Buoyed by massive domestic demand, Chinese manufacturing of polysilicon and its processing results in costs that are two-thirds the price of a European-made product, the IEA says. Chinese wind turbines are half the price of western rivals, according to S&P data. Across these industries, Mazzocco says it is important to credit the role of intense private sector competition. “It is something we miss from the outside: we think it’s just about the subsidies. But in reality, it’s also because [companies] have been able to overcome their competitors within China in an extremely cut-throat environment,” she says. “They are the best of the best at squeezing every cent out of their operations.”

And as if extraction and processing was not enough, China is now seeking to control the trading of clean energy metals

China is making a push to dominate the trading of lithium carbonate futures, as it seeks to wrest the financial plumbing linked to metals vital to the clean energy revolution away from the western dollar-based financial system. Last month the Guangzhou Futures Exchange became the fourth global commodities exchange to launch contracts tracking the price of lithium carbonate, a mineral used in the manufacture of electric-vehicle batteries. 

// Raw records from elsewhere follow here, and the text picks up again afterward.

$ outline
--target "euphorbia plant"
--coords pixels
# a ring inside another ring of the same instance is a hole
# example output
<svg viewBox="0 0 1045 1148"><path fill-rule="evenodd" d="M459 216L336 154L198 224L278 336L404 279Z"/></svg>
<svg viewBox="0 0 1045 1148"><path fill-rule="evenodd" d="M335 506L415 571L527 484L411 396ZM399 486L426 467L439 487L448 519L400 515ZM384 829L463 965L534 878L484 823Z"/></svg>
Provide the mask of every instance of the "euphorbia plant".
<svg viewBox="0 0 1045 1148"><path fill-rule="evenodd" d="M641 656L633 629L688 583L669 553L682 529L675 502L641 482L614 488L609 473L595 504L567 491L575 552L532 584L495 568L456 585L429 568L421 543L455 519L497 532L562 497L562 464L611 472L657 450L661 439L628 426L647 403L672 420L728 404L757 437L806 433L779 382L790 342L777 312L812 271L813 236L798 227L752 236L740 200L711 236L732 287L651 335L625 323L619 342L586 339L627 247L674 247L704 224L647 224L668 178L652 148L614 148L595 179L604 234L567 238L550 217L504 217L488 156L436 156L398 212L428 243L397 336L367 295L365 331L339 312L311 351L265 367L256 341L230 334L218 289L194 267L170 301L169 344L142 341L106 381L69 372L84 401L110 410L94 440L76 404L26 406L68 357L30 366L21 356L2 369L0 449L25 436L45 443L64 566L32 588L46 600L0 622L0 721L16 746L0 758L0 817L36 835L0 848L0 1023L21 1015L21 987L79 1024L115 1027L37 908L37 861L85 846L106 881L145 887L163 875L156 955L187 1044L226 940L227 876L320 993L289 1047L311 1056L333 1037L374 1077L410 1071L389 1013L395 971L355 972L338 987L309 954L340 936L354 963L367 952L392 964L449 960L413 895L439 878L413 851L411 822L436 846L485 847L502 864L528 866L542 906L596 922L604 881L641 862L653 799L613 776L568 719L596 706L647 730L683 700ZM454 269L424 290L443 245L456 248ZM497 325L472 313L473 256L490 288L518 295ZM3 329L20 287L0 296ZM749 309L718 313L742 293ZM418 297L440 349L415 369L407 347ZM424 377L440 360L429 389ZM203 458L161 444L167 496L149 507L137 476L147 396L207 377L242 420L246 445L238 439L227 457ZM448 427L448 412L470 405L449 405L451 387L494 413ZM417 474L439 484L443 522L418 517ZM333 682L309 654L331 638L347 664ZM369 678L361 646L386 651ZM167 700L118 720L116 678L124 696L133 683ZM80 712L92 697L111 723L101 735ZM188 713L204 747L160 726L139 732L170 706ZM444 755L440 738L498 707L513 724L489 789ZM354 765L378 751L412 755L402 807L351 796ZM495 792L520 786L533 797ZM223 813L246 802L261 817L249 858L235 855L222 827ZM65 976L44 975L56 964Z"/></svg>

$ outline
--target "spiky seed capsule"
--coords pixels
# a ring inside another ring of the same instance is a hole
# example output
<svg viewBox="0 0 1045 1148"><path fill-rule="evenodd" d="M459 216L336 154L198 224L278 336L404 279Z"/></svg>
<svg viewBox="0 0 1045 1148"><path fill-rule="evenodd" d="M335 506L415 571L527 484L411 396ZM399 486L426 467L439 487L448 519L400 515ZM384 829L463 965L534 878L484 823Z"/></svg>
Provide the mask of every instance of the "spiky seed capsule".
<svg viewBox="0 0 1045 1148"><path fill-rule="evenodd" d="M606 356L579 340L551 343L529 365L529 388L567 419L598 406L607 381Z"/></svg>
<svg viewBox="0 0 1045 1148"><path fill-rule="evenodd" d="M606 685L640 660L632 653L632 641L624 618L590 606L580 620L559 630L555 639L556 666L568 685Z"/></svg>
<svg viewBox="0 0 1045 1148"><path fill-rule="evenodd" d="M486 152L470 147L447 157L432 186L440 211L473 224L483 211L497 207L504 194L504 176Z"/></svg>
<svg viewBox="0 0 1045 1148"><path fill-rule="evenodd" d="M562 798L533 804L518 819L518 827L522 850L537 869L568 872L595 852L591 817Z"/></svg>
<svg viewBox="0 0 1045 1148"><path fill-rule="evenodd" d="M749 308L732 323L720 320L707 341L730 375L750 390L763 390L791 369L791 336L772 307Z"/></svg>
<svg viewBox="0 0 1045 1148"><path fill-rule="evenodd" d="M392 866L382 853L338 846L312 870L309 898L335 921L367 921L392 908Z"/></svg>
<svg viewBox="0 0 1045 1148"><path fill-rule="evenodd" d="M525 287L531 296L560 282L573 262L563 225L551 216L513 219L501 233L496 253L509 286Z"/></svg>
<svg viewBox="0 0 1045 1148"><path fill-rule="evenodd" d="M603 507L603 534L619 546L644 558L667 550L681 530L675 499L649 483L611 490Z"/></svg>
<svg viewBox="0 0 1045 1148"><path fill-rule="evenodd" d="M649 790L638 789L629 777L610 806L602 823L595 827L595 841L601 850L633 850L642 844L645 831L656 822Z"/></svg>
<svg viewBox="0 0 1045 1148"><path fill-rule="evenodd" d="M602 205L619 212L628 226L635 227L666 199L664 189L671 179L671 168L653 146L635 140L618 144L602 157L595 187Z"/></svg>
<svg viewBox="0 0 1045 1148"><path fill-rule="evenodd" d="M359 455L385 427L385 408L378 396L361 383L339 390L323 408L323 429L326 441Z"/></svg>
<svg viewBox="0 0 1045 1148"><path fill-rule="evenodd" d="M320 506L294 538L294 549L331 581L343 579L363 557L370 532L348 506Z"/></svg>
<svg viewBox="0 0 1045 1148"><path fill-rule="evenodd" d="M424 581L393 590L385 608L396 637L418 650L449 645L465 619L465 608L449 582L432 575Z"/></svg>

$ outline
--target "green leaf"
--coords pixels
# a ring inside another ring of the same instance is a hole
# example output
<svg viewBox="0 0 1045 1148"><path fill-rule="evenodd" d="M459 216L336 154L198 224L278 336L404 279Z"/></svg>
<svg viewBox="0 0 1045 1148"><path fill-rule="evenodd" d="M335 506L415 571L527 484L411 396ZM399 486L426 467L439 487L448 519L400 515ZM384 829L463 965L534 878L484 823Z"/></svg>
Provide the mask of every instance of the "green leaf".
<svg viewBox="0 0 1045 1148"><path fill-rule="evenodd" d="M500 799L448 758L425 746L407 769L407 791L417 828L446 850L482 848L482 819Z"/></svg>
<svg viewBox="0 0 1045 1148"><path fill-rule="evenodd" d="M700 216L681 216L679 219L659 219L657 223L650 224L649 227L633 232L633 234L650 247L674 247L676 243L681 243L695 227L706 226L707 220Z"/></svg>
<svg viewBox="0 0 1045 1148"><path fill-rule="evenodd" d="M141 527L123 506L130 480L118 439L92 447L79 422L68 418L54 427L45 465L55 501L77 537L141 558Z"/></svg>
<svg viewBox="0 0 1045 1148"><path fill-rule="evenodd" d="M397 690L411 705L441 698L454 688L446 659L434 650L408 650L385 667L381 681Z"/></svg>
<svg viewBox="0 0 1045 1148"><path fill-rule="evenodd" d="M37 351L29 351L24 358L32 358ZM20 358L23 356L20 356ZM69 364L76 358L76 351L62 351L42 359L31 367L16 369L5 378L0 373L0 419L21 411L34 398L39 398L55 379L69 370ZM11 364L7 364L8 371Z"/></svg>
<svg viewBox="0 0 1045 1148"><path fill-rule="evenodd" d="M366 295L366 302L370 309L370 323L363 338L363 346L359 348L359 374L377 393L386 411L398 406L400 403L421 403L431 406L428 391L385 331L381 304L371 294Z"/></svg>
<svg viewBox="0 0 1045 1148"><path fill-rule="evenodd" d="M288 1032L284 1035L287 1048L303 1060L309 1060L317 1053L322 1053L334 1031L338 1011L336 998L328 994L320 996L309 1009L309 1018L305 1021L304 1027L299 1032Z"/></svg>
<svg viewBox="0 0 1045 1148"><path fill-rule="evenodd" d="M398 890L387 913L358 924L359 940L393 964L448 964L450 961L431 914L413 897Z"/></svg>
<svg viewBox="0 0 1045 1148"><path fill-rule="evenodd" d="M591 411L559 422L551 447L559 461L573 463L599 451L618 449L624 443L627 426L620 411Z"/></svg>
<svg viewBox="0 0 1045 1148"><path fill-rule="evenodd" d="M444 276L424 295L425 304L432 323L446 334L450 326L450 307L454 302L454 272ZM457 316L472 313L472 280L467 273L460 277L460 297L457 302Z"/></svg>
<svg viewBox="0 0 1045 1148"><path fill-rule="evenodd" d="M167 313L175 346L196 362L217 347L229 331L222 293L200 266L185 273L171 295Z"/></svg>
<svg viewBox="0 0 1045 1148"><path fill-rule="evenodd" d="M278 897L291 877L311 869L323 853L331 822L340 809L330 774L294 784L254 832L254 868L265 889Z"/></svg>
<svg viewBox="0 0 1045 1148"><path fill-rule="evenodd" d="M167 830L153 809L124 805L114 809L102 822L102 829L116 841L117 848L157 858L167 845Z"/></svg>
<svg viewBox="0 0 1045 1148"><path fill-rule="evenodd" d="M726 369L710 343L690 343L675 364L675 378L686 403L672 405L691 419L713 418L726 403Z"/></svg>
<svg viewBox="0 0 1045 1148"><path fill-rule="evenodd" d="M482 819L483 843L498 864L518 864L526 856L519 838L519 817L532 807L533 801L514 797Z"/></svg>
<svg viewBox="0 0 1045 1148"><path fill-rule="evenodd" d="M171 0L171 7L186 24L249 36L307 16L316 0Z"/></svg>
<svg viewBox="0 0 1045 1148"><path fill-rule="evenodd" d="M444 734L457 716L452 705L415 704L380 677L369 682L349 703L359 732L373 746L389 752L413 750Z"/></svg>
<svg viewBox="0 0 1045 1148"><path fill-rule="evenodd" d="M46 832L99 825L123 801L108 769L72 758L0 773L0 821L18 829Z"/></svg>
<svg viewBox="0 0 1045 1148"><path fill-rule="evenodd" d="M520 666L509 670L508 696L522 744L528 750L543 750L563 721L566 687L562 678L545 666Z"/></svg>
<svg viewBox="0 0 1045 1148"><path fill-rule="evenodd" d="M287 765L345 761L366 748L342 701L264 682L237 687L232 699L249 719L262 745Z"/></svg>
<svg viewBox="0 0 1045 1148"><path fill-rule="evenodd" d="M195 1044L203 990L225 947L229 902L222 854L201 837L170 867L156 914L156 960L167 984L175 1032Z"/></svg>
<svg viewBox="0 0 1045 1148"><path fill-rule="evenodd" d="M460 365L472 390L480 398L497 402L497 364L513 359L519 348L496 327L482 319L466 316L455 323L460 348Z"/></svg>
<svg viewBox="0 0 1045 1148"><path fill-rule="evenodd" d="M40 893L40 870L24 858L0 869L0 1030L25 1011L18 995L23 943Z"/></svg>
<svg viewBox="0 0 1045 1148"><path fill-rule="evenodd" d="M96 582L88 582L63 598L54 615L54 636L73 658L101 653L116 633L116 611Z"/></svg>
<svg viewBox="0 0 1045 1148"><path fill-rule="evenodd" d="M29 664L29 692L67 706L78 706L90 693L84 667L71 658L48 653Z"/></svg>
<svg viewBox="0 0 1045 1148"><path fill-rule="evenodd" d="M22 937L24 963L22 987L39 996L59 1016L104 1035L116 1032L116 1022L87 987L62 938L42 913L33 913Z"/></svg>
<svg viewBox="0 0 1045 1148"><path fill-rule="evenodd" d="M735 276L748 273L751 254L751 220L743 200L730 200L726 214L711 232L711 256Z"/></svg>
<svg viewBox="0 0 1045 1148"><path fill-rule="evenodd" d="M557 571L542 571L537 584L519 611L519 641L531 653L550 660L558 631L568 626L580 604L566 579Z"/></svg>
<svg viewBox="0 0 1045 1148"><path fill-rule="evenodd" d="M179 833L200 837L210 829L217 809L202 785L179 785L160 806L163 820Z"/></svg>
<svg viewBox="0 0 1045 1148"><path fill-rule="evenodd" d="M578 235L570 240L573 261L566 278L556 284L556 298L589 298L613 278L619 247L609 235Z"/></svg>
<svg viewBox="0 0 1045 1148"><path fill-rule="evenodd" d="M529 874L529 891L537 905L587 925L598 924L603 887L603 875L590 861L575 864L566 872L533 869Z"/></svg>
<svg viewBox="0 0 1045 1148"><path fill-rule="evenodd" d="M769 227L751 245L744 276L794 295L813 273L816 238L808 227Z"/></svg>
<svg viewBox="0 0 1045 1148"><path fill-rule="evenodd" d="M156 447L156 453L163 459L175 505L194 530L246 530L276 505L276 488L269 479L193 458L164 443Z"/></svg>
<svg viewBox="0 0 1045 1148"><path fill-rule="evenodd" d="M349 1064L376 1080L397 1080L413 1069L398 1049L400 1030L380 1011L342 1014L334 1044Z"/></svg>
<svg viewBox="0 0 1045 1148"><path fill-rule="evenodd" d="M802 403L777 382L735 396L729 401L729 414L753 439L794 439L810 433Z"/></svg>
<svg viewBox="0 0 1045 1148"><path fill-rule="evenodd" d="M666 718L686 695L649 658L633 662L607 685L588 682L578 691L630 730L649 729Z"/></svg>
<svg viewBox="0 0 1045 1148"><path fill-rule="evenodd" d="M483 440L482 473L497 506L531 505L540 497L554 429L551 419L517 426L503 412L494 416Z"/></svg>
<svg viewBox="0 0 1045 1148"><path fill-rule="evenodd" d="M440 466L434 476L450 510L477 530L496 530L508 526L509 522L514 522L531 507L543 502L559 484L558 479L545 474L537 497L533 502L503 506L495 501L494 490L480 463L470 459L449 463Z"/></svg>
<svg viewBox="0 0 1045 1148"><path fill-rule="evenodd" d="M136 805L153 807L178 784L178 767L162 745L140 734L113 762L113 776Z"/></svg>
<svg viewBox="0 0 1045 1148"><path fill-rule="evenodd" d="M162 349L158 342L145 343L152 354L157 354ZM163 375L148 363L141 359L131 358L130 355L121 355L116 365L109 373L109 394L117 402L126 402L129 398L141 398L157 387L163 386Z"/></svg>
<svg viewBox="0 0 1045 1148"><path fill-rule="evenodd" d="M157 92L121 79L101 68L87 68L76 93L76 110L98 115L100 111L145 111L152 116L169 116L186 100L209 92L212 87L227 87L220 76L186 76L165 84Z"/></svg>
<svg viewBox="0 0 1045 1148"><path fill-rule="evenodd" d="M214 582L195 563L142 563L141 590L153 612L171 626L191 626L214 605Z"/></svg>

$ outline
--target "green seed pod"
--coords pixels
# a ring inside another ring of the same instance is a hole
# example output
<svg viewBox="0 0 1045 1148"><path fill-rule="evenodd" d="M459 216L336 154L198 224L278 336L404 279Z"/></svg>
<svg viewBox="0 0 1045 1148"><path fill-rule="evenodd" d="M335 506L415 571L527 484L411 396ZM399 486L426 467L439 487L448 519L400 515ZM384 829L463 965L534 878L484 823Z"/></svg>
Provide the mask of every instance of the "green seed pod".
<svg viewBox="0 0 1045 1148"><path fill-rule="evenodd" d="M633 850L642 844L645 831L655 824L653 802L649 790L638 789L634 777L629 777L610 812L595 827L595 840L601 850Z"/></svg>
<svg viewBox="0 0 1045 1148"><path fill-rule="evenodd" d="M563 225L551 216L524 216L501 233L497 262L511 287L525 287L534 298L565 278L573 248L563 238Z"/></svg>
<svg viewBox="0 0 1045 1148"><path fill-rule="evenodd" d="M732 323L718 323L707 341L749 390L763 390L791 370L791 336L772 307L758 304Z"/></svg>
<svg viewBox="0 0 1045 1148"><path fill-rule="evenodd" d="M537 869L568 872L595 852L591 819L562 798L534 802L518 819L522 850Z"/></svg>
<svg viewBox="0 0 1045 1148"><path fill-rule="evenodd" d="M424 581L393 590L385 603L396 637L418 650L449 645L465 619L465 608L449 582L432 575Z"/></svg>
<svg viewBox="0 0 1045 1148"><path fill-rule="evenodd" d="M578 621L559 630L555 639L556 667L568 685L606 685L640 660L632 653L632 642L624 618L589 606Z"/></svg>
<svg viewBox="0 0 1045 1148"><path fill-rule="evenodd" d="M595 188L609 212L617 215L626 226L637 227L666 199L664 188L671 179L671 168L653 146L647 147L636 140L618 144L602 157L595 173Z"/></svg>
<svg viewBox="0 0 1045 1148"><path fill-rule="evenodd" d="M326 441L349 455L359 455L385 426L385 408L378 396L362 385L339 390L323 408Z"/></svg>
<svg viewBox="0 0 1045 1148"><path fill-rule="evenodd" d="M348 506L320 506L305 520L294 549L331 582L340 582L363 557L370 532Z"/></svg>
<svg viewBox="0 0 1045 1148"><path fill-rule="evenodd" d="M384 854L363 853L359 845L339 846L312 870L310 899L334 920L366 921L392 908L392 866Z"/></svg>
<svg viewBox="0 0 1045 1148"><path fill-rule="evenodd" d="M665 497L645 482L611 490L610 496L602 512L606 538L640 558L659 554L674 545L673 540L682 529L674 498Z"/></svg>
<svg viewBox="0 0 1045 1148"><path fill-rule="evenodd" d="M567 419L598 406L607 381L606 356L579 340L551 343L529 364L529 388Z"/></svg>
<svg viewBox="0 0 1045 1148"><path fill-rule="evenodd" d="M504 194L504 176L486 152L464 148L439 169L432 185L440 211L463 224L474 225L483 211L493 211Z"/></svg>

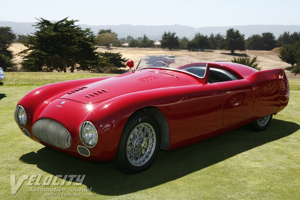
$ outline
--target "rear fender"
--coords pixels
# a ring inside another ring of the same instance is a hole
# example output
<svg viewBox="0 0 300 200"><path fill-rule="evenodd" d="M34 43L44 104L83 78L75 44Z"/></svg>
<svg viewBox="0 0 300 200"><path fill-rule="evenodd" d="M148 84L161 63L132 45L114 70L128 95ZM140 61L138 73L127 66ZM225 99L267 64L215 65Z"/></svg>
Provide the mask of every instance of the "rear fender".
<svg viewBox="0 0 300 200"><path fill-rule="evenodd" d="M258 72L245 79L252 83L256 120L276 114L287 105L289 85L283 69Z"/></svg>

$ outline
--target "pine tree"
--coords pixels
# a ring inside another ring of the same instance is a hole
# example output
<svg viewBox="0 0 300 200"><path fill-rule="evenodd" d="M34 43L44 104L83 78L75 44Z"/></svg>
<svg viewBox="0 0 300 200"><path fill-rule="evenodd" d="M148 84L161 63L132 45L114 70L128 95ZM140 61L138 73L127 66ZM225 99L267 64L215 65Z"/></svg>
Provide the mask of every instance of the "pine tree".
<svg viewBox="0 0 300 200"><path fill-rule="evenodd" d="M172 49L178 48L179 47L178 37L176 36L175 32L171 33L169 31L167 33L165 31L162 36L160 44L163 48L167 48L171 50Z"/></svg>
<svg viewBox="0 0 300 200"><path fill-rule="evenodd" d="M91 70L106 63L95 51L97 40L90 29L82 30L74 23L78 20L66 18L52 23L43 18L34 26L38 30L32 35L21 36L27 49L19 53L22 67L30 71L67 72L70 68Z"/></svg>
<svg viewBox="0 0 300 200"><path fill-rule="evenodd" d="M236 50L245 50L245 34L242 34L238 30L233 28L226 31L225 43L224 44L225 50L230 51L231 54L234 53Z"/></svg>

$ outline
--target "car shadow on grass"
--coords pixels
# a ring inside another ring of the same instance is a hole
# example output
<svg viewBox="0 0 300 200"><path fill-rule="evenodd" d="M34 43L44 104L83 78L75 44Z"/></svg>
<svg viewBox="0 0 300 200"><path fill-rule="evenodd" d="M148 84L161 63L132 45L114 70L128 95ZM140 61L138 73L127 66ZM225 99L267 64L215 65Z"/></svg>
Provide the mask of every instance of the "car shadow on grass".
<svg viewBox="0 0 300 200"><path fill-rule="evenodd" d="M0 94L0 100L1 100L4 97L7 97L6 94Z"/></svg>
<svg viewBox="0 0 300 200"><path fill-rule="evenodd" d="M86 175L83 184L103 195L118 196L151 188L182 177L295 132L300 126L273 119L266 130L255 132L244 126L206 141L168 152L161 151L148 170L128 175L112 162L98 163L74 158L47 148L20 158L54 175Z"/></svg>

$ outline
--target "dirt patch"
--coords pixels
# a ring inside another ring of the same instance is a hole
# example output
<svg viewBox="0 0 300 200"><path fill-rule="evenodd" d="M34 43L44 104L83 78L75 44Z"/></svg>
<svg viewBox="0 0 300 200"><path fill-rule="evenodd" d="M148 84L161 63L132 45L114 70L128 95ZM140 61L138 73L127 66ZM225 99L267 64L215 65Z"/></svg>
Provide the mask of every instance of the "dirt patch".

Within three weeks open interest — a key measure of the size of the market — had risen to more than 20,000 lots and far outstripped activity at rivals London Metal Exchange, Singapore Exchange and the US’s CME Group, which had launched its own version just days earlier. The proliferation of futures contracts on crucial elements of electric-vehicle products such as nickel, copper and lithium carbonate in part reflects the growing importance of the industry, as companies up and down the supply chains seek to hedge against price swings. But the early lead established by Guangzhou has underscored how China is seeking to seize greater control over trading in what it sees as a group of metals critical for the 21st century. By establishing its own trading hubs and benchmarks priced in renminbi, the drive is part of Beijing’s efforts to lessen the commodities market’s reliance on the US dollar...

Even so, China’s drive to convert its dominance over the flow of commodities into global pricing power faces substantial hurdles, including using a currency that cannot be freely traded, and the absence of a global warehousing network for any of China’s five domestic futures exchanges. The LME, which is owned by Hong Kong Exchanges and Clearing, does have a network of warehouses outside of China. It also argues its nickel futures contract — which represents the worst quality piece of metal in the worst part of the world — is more representative of the global market. Its pricing system is based on the value traded on its exchange, supplemented with “regional premiums” to reflect local problems such as distribution.